Tag Archives: Consulting

Adding Value

I think most of us can distinguish between cost and value. Buying something at a lower price improves the cost, but if the item breaks and needs to be replaced in a month, the value of what we bought at that lower price is quite low. Smart shoppers do that cost/value equation in their heads as they shop, which places the onus on us as businesspeople to provide superior value no matter what business we’re in.

How can we do that? It’s not just by lowering the price, although if what you’re selling is a commodity, the price differential becomes pretty important. To a certain extent, that’s something I deal with as a consultant. You might have noticed, there are a lot of us out here. What I need to do, when talking to potential clients, is to help them to understand why I’m worth the premium I charge when compared to many others out here. I do that by adding value in some of these ways:

  • Understanding their perspective. I see my business through their eyes which means I must research them, ask a lot of questions, and then present myself in a way that is meaningful and valuable to them.
  • Giving them something for nothing. Sometimes it’s just a series of articles I’ve found that are relevant to them but those articles demonstrate how part of my service to them is to help them stay informed and ahead of the competition.
  • For existing clients, I’ll often do many of the “little” tasks that end us distracting my client from their main purpose. That can mean writing up brainstorming sessions, breaking our their web analytics, or updating their website. That helps them by reducing anxiety, by keeping them focused, and because I’m generally not as rushed and more experienced than they are, improves the quality of those lesser tasks.

Adding value needs to be as basic as breathing for any of us in business. The real challenge is in making the type of value you add correlate to the needs of each customer. How will you do that today?

Leave a comment

Filed under Consulting

Considering The Optics

The President fired the Director of the FBI yesterday. Even though such a thing had only happened once before (when the FBI Director was accused of using funds for personal stuff), it is well within the rights of the President to do so. In fact, the head of the FBI, like US Attorneys and White House staff, serve at the pleasure of the President (which always brings to mind this scene from The West Wing in which the staff pledges loyalty to the President using exactly that phrase).

No, I’m not (finally) wading into politics, but there is a tremendous business point to be taken from yesterday’s action. The FBI is investigating if and how the President’s campaign was (is?) tied to Russia. Firing the man who is heading an investigation into your campaign is bad optics, especially when you do so on the day when subpoenas go out. It’s also bad optics to give as a reason something for which you praised that same person a few months earlier.
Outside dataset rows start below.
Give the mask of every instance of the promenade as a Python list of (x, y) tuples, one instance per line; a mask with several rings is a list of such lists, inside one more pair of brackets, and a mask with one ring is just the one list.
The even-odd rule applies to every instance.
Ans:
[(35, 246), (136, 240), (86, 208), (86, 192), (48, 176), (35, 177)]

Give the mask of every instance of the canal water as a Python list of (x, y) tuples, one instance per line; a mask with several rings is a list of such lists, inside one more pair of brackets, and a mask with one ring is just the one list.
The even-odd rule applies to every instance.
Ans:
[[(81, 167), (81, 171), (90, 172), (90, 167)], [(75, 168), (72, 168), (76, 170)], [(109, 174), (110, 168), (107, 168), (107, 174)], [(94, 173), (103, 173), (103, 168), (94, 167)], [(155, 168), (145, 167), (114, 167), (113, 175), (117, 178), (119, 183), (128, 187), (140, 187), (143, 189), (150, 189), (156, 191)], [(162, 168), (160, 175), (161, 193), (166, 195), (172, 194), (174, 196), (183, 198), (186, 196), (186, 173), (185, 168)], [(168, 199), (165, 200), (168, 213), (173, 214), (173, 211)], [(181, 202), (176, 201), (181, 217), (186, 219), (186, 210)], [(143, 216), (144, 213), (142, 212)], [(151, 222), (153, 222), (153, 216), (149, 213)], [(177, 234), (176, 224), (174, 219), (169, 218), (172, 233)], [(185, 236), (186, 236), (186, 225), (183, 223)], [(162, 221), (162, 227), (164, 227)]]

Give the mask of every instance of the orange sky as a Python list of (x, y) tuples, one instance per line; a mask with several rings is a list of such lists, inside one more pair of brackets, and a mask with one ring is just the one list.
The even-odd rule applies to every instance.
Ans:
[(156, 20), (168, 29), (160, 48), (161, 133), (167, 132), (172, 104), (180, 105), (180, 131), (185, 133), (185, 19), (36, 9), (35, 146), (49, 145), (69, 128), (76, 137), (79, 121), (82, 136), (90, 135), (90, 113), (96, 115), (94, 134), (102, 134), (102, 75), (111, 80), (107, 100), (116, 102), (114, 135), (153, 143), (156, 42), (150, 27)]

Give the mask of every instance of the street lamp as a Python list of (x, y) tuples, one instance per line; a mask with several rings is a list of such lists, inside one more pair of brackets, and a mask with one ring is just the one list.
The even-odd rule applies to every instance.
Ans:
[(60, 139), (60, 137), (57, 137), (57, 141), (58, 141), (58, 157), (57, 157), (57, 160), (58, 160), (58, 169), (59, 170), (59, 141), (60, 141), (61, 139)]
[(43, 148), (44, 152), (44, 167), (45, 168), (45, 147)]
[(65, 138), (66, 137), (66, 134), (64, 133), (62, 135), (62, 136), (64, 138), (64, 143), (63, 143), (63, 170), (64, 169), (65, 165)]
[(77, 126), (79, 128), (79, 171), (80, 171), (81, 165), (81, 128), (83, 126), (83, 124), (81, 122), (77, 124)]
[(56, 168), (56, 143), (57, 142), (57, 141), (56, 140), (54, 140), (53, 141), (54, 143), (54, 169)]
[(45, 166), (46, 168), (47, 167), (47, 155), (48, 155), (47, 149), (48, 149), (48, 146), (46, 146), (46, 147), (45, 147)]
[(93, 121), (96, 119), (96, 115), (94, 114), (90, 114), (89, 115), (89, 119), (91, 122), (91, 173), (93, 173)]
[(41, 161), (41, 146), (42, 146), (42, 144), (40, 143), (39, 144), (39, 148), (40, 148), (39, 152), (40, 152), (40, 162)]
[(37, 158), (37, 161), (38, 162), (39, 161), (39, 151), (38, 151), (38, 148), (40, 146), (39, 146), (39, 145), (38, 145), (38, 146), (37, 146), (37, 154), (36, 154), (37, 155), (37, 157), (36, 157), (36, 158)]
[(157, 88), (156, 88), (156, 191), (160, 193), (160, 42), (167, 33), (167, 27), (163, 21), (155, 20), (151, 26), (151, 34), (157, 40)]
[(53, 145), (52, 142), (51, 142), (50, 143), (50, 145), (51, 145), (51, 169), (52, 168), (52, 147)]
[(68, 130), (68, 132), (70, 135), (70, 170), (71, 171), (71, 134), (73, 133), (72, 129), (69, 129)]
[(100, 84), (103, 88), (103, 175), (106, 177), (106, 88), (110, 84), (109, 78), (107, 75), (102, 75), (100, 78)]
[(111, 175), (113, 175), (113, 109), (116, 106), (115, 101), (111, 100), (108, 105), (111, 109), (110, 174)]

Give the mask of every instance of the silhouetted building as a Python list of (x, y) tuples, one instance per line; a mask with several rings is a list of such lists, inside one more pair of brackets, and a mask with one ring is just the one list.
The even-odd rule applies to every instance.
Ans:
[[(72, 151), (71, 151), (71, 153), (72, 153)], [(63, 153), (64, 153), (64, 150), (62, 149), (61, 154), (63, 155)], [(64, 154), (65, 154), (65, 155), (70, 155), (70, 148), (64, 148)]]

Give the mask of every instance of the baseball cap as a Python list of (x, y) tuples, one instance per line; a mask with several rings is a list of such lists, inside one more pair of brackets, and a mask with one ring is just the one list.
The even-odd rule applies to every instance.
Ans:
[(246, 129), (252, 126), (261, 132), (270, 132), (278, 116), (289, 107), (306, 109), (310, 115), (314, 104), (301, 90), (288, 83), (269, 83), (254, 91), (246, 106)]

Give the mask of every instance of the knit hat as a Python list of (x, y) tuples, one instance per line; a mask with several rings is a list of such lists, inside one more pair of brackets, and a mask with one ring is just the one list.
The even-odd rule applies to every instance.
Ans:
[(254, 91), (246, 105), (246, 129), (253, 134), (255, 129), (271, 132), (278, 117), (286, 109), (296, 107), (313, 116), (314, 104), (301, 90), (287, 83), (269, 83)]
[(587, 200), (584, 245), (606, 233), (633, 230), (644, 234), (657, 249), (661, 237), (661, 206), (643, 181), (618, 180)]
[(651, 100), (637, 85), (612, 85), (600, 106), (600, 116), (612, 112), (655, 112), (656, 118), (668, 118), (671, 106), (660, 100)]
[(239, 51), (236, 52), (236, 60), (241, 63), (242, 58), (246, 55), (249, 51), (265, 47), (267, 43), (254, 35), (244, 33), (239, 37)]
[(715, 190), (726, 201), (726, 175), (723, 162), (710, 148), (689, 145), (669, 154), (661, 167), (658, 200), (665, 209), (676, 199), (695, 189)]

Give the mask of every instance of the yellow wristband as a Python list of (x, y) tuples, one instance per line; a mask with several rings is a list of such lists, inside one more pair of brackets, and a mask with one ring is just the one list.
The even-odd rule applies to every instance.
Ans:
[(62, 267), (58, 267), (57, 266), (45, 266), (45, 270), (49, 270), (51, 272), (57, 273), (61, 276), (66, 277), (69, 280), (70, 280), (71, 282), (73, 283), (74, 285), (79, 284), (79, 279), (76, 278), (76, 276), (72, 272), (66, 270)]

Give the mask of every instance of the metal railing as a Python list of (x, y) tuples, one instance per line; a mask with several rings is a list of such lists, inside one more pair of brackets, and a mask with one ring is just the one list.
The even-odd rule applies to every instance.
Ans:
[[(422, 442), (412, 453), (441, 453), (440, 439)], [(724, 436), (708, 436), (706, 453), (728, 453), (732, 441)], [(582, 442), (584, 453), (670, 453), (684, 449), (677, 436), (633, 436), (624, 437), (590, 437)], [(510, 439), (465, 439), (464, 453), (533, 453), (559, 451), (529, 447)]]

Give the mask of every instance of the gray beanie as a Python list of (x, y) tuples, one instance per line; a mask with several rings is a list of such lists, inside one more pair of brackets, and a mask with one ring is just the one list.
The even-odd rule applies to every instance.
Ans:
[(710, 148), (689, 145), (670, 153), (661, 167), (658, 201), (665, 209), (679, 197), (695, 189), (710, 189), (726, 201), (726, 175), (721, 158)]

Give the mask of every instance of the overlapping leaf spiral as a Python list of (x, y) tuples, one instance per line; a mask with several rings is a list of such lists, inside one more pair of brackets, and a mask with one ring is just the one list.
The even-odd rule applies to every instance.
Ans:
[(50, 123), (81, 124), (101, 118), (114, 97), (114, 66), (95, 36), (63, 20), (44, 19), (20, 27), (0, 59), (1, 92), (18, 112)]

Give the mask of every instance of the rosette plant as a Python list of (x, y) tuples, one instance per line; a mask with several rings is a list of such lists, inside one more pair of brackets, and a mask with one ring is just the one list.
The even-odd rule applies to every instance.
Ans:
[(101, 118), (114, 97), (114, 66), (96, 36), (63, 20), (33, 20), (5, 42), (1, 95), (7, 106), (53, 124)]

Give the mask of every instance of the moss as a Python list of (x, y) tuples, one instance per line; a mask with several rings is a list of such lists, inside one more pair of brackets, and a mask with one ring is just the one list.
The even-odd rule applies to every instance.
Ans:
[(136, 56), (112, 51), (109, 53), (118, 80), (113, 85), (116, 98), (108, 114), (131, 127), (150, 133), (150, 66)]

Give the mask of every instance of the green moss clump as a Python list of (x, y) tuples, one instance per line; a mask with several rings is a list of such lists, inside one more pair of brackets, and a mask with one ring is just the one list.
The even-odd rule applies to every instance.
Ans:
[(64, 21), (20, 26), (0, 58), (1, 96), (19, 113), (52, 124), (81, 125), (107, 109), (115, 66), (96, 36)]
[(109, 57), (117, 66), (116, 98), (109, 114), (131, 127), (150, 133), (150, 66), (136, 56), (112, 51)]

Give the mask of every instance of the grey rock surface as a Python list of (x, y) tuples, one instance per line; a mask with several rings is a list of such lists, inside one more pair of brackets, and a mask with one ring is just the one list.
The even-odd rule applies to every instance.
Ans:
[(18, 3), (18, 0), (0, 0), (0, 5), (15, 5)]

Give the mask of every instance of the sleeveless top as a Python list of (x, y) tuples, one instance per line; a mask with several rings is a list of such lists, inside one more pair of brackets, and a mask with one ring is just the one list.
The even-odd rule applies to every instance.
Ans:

Bad optics is a phrase typically used in politics which describes when politicians fret about the public perception of a decision more than the substance of the decision itself. It has little to do with right and wrong and a lot to do with the perception of right or wrong. We’ve seen a few cases of this in business very recently:

  • United Airlines kicked doctor off a plane and he was beaten up when he refused to go. Were they within their rights to involuntarily bump a passenger? Yes. But the optics, both in front of other passengers and, since everyone has a camera, the rest of the world are horrible.
  • When public schools refuse to give a hot lunch to a child or give them a cheese sandwich instead of what the other kids have because the kid’s family can’t afford to pay, are they within their rights? Yes, but the optics…
  • When a business asks workers to train their (foreign) replacements, they’re helping their bottom line but killing their reputation because the optics are so bad.

One thing we all need to do as part of our decision-making process is to consider the optics. How will this appear, regardless of the right and wrong? It does little good to be in the right when you seem to be very wrong. You with me?

 

Leave a comment

Filed under Consulting, Helpful Hints, Huh?

How Do You Know?

There is an old joke about the greatest inventions of all time. The last one mentioned is the thermos, which can keep soup hot on a cold day and water cold on a hot day. When asked why that makes it the greatest invention of all time, the respondent asks “how does it know?”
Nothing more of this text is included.